Image Reading Output:

DALL-E 3 - Generating Images from Text

This one is fun. DALL-E 3 connects to a separate Azure endpoint and lets you describe an image in plain English and get back a 1024x1024 image in seconds. Just provide a detailed text prompt, set your quality and size parameters and download the result.

result = client.images.generate(
    model="dall-e-3",
    prompt="A futuristic cityscape at sunset with Azure cloud symbols",
    size="1024x1024",
    quality="standard",
    n=1
)

Good for marketing materials, UI mockups, design concepts. The more detailed your prompt, the better the output.

Image Generation Output:

Structured Output - Extracting JSON from Documents

This one is underrated. Using OpenAI's function calling capability, you can take something like an unstructured invoice and get back perfectly structured JSON — invoice number, date, vendor, line items, totals, payment method. All of it.

You define a function schema with your properties, pass the function definitions to the chat completion API and the model returns data that matches your schema exactly. No hallucination, no parsing headaches. Perfect for financial processing and form automation workflows.

Azure Computer Vision - OCR, Object Detection and Brand Recognition

Computer Vision gives you deep image understanding without training any models yourself. You load an image as binary content, initialize ImageAnalysisClient and specify which visual features you want — READ for text extraction (OCR), TAGS for classification, CAPTION for description, OBJECTS, PEOPLE, SMART_CROPS.
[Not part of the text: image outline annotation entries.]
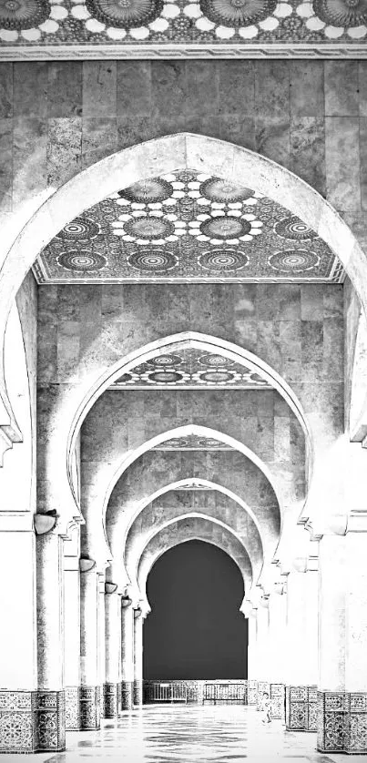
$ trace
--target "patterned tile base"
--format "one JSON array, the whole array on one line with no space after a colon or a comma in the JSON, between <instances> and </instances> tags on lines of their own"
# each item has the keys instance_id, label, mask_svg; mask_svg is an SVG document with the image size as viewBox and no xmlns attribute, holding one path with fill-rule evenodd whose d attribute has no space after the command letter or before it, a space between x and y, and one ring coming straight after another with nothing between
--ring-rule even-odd
<instances>
[{"instance_id":1,"label":"patterned tile base","mask_svg":"<svg viewBox=\"0 0 367 763\"><path fill-rule=\"evenodd\" d=\"M117 684L103 685L103 709L101 715L105 718L117 718L118 716Z\"/></svg>"},{"instance_id":2,"label":"patterned tile base","mask_svg":"<svg viewBox=\"0 0 367 763\"><path fill-rule=\"evenodd\" d=\"M287 731L317 731L317 687L287 687Z\"/></svg>"},{"instance_id":3,"label":"patterned tile base","mask_svg":"<svg viewBox=\"0 0 367 763\"><path fill-rule=\"evenodd\" d=\"M143 681L134 681L133 700L136 707L143 704Z\"/></svg>"},{"instance_id":4,"label":"patterned tile base","mask_svg":"<svg viewBox=\"0 0 367 763\"><path fill-rule=\"evenodd\" d=\"M258 683L258 702L257 702L257 709L261 709L261 703L262 703L262 695L264 691L270 696L270 685L267 681L259 681Z\"/></svg>"},{"instance_id":5,"label":"patterned tile base","mask_svg":"<svg viewBox=\"0 0 367 763\"><path fill-rule=\"evenodd\" d=\"M367 694L318 692L317 748L367 754Z\"/></svg>"},{"instance_id":6,"label":"patterned tile base","mask_svg":"<svg viewBox=\"0 0 367 763\"><path fill-rule=\"evenodd\" d=\"M258 704L258 682L248 681L248 704Z\"/></svg>"},{"instance_id":7,"label":"patterned tile base","mask_svg":"<svg viewBox=\"0 0 367 763\"><path fill-rule=\"evenodd\" d=\"M100 727L100 687L80 687L80 728Z\"/></svg>"},{"instance_id":8,"label":"patterned tile base","mask_svg":"<svg viewBox=\"0 0 367 763\"><path fill-rule=\"evenodd\" d=\"M121 681L121 709L131 710L133 707L132 681Z\"/></svg>"},{"instance_id":9,"label":"patterned tile base","mask_svg":"<svg viewBox=\"0 0 367 763\"><path fill-rule=\"evenodd\" d=\"M0 752L65 749L63 691L1 691Z\"/></svg>"},{"instance_id":10,"label":"patterned tile base","mask_svg":"<svg viewBox=\"0 0 367 763\"><path fill-rule=\"evenodd\" d=\"M271 717L285 717L285 686L284 684L270 684Z\"/></svg>"}]
</instances>

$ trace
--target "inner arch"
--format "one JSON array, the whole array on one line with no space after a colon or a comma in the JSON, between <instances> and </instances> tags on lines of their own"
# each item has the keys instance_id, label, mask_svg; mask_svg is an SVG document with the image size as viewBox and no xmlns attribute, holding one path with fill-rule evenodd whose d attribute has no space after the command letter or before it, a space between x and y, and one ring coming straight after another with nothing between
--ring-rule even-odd
<instances>
[{"instance_id":1,"label":"inner arch","mask_svg":"<svg viewBox=\"0 0 367 763\"><path fill-rule=\"evenodd\" d=\"M148 578L144 677L247 677L243 584L219 548L191 540L165 552Z\"/></svg>"}]
</instances>

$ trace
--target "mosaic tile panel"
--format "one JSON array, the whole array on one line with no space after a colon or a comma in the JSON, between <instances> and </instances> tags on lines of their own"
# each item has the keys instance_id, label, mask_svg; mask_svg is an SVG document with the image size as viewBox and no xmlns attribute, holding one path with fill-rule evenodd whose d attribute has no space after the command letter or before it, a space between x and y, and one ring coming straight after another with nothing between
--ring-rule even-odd
<instances>
[{"instance_id":1,"label":"mosaic tile panel","mask_svg":"<svg viewBox=\"0 0 367 763\"><path fill-rule=\"evenodd\" d=\"M2 57L180 55L191 46L233 55L297 56L341 44L352 55L367 37L365 0L7 0L0 4ZM183 48L183 50L182 50ZM247 52L248 51L248 52ZM178 53L178 55L179 55ZM64 54L65 55L65 54ZM300 52L298 53L300 55ZM355 53L354 53L355 55Z\"/></svg>"},{"instance_id":2,"label":"mosaic tile panel","mask_svg":"<svg viewBox=\"0 0 367 763\"><path fill-rule=\"evenodd\" d=\"M66 687L65 689L65 717L66 731L80 729L79 687Z\"/></svg>"},{"instance_id":3,"label":"mosaic tile panel","mask_svg":"<svg viewBox=\"0 0 367 763\"><path fill-rule=\"evenodd\" d=\"M143 681L134 681L133 700L136 707L143 704Z\"/></svg>"},{"instance_id":4,"label":"mosaic tile panel","mask_svg":"<svg viewBox=\"0 0 367 763\"><path fill-rule=\"evenodd\" d=\"M118 716L117 684L103 685L103 717L117 718Z\"/></svg>"},{"instance_id":5,"label":"mosaic tile panel","mask_svg":"<svg viewBox=\"0 0 367 763\"><path fill-rule=\"evenodd\" d=\"M256 706L257 710L260 710L262 707L262 695L264 692L270 696L270 685L268 681L259 681L258 682L258 703Z\"/></svg>"},{"instance_id":6,"label":"mosaic tile panel","mask_svg":"<svg viewBox=\"0 0 367 763\"><path fill-rule=\"evenodd\" d=\"M272 718L285 717L284 684L270 684L270 715Z\"/></svg>"},{"instance_id":7,"label":"mosaic tile panel","mask_svg":"<svg viewBox=\"0 0 367 763\"><path fill-rule=\"evenodd\" d=\"M342 280L325 242L254 189L191 170L117 191L67 223L38 283Z\"/></svg>"},{"instance_id":8,"label":"mosaic tile panel","mask_svg":"<svg viewBox=\"0 0 367 763\"><path fill-rule=\"evenodd\" d=\"M318 693L318 749L367 753L367 694Z\"/></svg>"},{"instance_id":9,"label":"mosaic tile panel","mask_svg":"<svg viewBox=\"0 0 367 763\"><path fill-rule=\"evenodd\" d=\"M258 704L258 682L248 681L248 702L249 705Z\"/></svg>"},{"instance_id":10,"label":"mosaic tile panel","mask_svg":"<svg viewBox=\"0 0 367 763\"><path fill-rule=\"evenodd\" d=\"M100 687L80 687L80 727L100 727Z\"/></svg>"},{"instance_id":11,"label":"mosaic tile panel","mask_svg":"<svg viewBox=\"0 0 367 763\"><path fill-rule=\"evenodd\" d=\"M286 728L287 731L317 730L316 687L287 687Z\"/></svg>"},{"instance_id":12,"label":"mosaic tile panel","mask_svg":"<svg viewBox=\"0 0 367 763\"><path fill-rule=\"evenodd\" d=\"M66 748L64 691L38 691L36 703L37 750L59 752Z\"/></svg>"},{"instance_id":13,"label":"mosaic tile panel","mask_svg":"<svg viewBox=\"0 0 367 763\"><path fill-rule=\"evenodd\" d=\"M121 709L131 710L133 707L133 684L131 681L121 681Z\"/></svg>"},{"instance_id":14,"label":"mosaic tile panel","mask_svg":"<svg viewBox=\"0 0 367 763\"><path fill-rule=\"evenodd\" d=\"M270 389L267 381L259 373L229 358L200 350L186 349L179 352L167 352L124 373L110 389L169 389L172 388L238 388ZM202 438L186 438L195 450L202 447ZM207 445L208 438L206 439ZM169 449L179 447L170 441ZM168 443L158 446L168 449ZM211 447L223 449L223 443L211 441Z\"/></svg>"},{"instance_id":15,"label":"mosaic tile panel","mask_svg":"<svg viewBox=\"0 0 367 763\"><path fill-rule=\"evenodd\" d=\"M36 692L0 692L0 753L36 749Z\"/></svg>"}]
</instances>

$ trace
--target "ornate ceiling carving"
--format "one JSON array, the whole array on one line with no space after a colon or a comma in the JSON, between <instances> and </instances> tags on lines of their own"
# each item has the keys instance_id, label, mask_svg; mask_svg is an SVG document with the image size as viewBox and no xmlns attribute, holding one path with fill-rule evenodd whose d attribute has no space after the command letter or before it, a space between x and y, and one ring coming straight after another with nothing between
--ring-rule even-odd
<instances>
[{"instance_id":1,"label":"ornate ceiling carving","mask_svg":"<svg viewBox=\"0 0 367 763\"><path fill-rule=\"evenodd\" d=\"M230 445L213 437L199 437L189 434L187 437L174 437L156 445L155 451L231 451Z\"/></svg>"},{"instance_id":2,"label":"ornate ceiling carving","mask_svg":"<svg viewBox=\"0 0 367 763\"><path fill-rule=\"evenodd\" d=\"M190 170L95 205L60 230L34 272L39 283L343 278L333 252L288 209L250 188Z\"/></svg>"},{"instance_id":3,"label":"ornate ceiling carving","mask_svg":"<svg viewBox=\"0 0 367 763\"><path fill-rule=\"evenodd\" d=\"M235 361L193 349L152 358L125 373L110 389L137 388L270 389L261 376Z\"/></svg>"},{"instance_id":4,"label":"ornate ceiling carving","mask_svg":"<svg viewBox=\"0 0 367 763\"><path fill-rule=\"evenodd\" d=\"M193 47L366 56L366 37L367 0L0 0L3 60L185 56Z\"/></svg>"}]
</instances>

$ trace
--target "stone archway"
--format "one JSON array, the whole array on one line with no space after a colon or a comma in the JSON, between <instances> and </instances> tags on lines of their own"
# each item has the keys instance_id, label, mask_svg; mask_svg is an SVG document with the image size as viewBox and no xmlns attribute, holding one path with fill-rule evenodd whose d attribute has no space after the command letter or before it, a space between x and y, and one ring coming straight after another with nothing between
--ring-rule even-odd
<instances>
[{"instance_id":1,"label":"stone archway","mask_svg":"<svg viewBox=\"0 0 367 763\"><path fill-rule=\"evenodd\" d=\"M179 168L214 173L240 184L251 178L254 188L301 217L332 249L345 268L365 309L367 262L348 226L322 197L289 170L270 159L230 143L181 133L156 138L113 154L88 168L56 190L34 214L10 248L0 281L0 331L4 331L12 300L41 249L60 229L90 205L117 188ZM0 357L3 357L3 345ZM97 387L99 383L97 384ZM95 387L95 385L93 385ZM72 430L80 424L94 389L80 391ZM87 398L86 398L87 393ZM0 367L0 425L12 437L17 431L6 392L5 368ZM15 440L13 440L15 442ZM66 454L66 460L68 455Z\"/></svg>"}]
</instances>

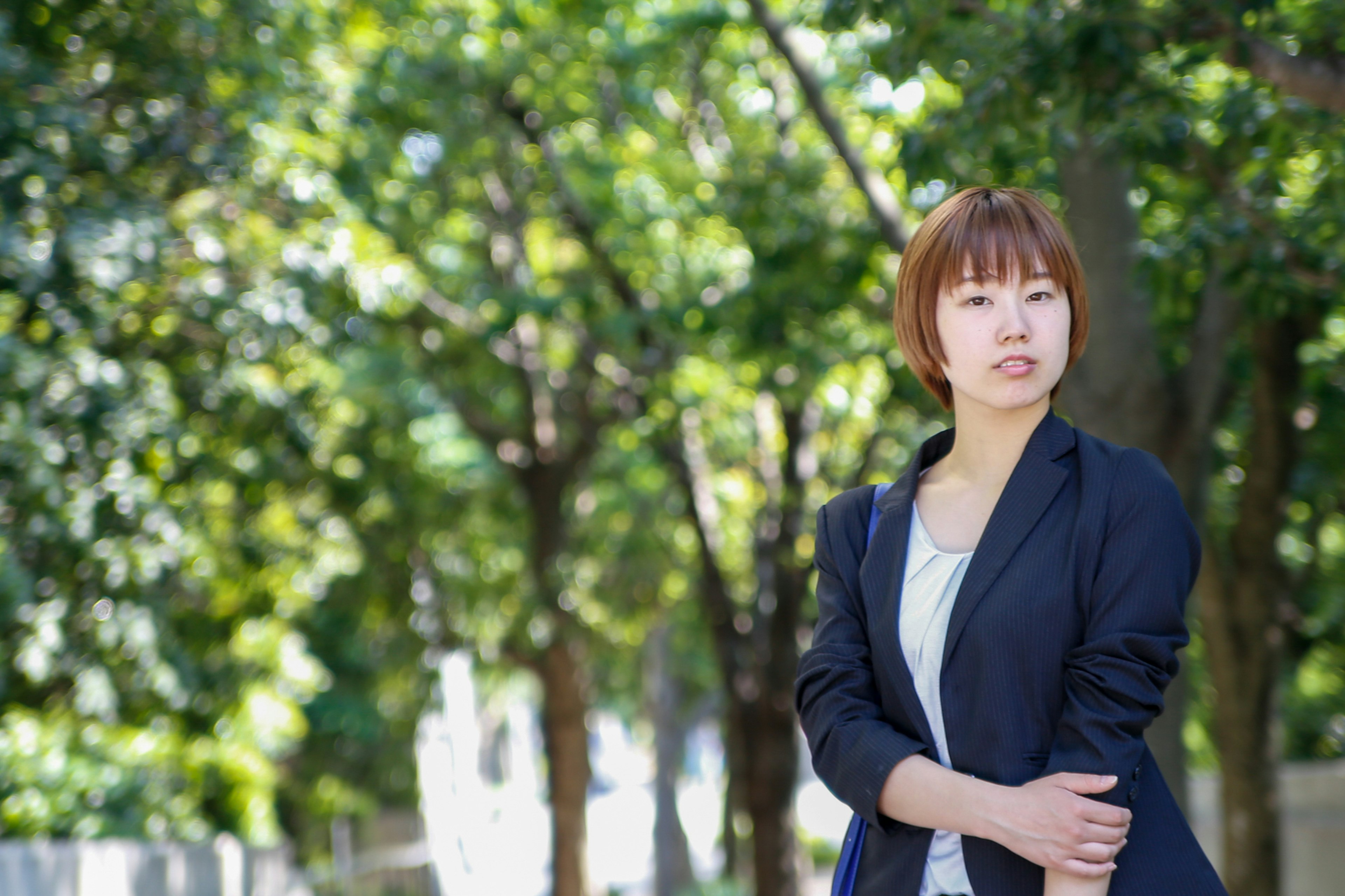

from azure.ai.vision.imageanalysis import ImageAnalysisClient
from azure.ai.vision.imageanalysis.models import VisualFeatures

client = ImageAnalysisClient(endpoint=endpoint, credential=credential)
result = client.analyze(
    image_data=image_data,
    visual_features=[VisualFeatures.READ, VisualFeatures.TAGS, VisualFeatures.CAPTION]
)

There is also a Brand Recognition mode specifically for detecting logos in images — it returns the brand name and a confidence score. Great for marketing analytics, competitive intelligence and shelf monitoring in retail.

Object detection Output:

Brand Recognition Output:

Azure Face API - Facial Detection and Attributes

The Face API detects human faces in images and extracts attributes like head pose, whether the person is wearing glasses, exposure levels and more. You pass in your image, specify which features you want detected, and get back structured facial attribute data.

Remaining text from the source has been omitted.